Voilà une information qui doit être prise pour ce qu’elle est : une corrélation, non une causalité. En effet, ce n’est pas parce que l’on crée une société plutôt qu’une entreprise individuelle que l’on est pérenne. Néanmoins :

  • Les entreprises créées en société sont généralement plus solides et sont portées par un projet robuste et précis : seuls les porteurs de projets étant certains de pouvoir supporter les charges élevées de création et de gestion d’une société… créent une société. Quand un porteur est moins sûr de son projet, il crée plutôt une entreprise individuelle.
  • La société permet une gestion plus fine des impôts, des charges sociales et du budget global de l’entreprise, évitant ainsi plus facilement les erreurs d’appréciation et maîtrisant les charges : les dirigeants de société ne paient des cotisations sociales et des impôts que sur leur rémunération effective et peuvent ainsi faire des réserves pour l’investissement.
  • Dans certains secteurs, le format société rassure les clients et permet ainsi de développer plus rapidement et facilement son chiffre d’affaires.

Enfin, il faut prendre en compte le fait que le régime d’auto-entrepreneur a été créé en 2009. Il est donc possible qu’une partie des entreprises créées en 2010 soient issues d’une période d’essai réalisée comme auto-entreprise en 2009 (les auto-entreprises ne sont pas prises en compte dans les statistiques de l’étude).

L’investissement comme facteur de pérennité

Il ressort de l’étude de l’INSEE que plus l’investissement initial est élevé, plus les chances d’être pérenne à 3 ans sont élevées.

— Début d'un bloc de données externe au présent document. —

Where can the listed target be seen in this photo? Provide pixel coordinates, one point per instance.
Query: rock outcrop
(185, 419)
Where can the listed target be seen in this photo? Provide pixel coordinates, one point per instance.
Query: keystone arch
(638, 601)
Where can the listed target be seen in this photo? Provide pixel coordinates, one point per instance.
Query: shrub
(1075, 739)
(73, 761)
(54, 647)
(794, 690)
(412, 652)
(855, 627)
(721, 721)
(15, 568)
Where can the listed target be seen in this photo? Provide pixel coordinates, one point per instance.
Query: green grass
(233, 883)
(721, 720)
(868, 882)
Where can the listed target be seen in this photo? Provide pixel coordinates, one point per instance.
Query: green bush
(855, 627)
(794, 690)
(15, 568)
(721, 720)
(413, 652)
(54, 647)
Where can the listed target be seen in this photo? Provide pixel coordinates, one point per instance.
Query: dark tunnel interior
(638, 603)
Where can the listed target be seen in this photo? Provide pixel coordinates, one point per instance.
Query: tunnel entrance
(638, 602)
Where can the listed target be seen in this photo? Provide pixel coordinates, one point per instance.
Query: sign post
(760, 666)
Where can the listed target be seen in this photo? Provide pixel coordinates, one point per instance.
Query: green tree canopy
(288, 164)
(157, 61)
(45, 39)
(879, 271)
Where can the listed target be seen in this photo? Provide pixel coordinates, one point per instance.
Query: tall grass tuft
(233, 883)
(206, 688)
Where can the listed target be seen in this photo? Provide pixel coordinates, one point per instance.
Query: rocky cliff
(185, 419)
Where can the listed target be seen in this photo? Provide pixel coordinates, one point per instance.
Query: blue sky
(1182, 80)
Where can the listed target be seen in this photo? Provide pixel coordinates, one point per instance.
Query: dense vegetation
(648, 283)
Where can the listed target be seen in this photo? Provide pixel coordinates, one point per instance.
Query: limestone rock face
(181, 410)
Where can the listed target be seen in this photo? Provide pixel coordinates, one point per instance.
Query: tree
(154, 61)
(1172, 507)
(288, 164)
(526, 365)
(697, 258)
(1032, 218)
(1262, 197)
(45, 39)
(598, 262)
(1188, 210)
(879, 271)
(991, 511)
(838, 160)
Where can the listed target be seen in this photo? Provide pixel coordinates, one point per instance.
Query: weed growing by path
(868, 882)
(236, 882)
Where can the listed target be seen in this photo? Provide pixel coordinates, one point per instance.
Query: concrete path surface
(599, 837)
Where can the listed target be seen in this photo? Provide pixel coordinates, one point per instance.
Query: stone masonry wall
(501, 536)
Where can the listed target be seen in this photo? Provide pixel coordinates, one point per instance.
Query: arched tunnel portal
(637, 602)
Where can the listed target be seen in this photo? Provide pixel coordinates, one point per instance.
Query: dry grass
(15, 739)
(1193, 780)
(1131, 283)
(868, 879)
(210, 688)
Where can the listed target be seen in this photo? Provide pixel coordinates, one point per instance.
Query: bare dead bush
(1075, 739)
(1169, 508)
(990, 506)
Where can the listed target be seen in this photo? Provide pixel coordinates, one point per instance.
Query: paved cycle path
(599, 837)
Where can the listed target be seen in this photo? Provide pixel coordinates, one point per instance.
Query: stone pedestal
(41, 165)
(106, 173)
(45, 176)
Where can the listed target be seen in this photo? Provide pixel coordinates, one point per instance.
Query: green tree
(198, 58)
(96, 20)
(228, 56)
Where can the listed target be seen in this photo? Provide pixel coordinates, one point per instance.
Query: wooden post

Ici encore, il faut pouvoir lire cette donnée de plusieurs manières :

  • Un investissement élevé garantit un financement convenable du besoin en fonds de roulement (BFR) et assure une trésorerie de départ conséquente, indispensable pour permettre la pérennité.
  • Les projets financés avec moins de 4 000€ sont généralement plus fragiles.
  • Inversement, les porteurs de projet investissant plus de 40 000€ s’appuient sur un business plan extrêmement solide à la fois pour sécuriser l’investissement et pour convaincre les banquiers. Il est donc cohérent que ces entreprises connaissent une plus grande pérennité à 3 ans (le record de pérennité est détenu par les entreprises ayant demandé un investissement initial supérieur… à 160 000€ !)

Formation et expérience boostent la pérennité

Cette information n’a rien d’une surprise mais l’étude le confirme : plus le niveau de formation et/ou l’expérience professionnelle du créateur dans le domaine d’activité de l’entreprise créée sont élevés et plus le taux de pérennité à 3 ans l’est aussi.

Les secteurs les plus robustes

Enfin, l’étude révèle que la santé, l’industrie, le transport et le service aux entreprises sont en tête des domaines d’activité qui connaissent les taux de pérennité les plus élevés. Le commerce et le bâtiment en revanche, sont les plus mal lotis.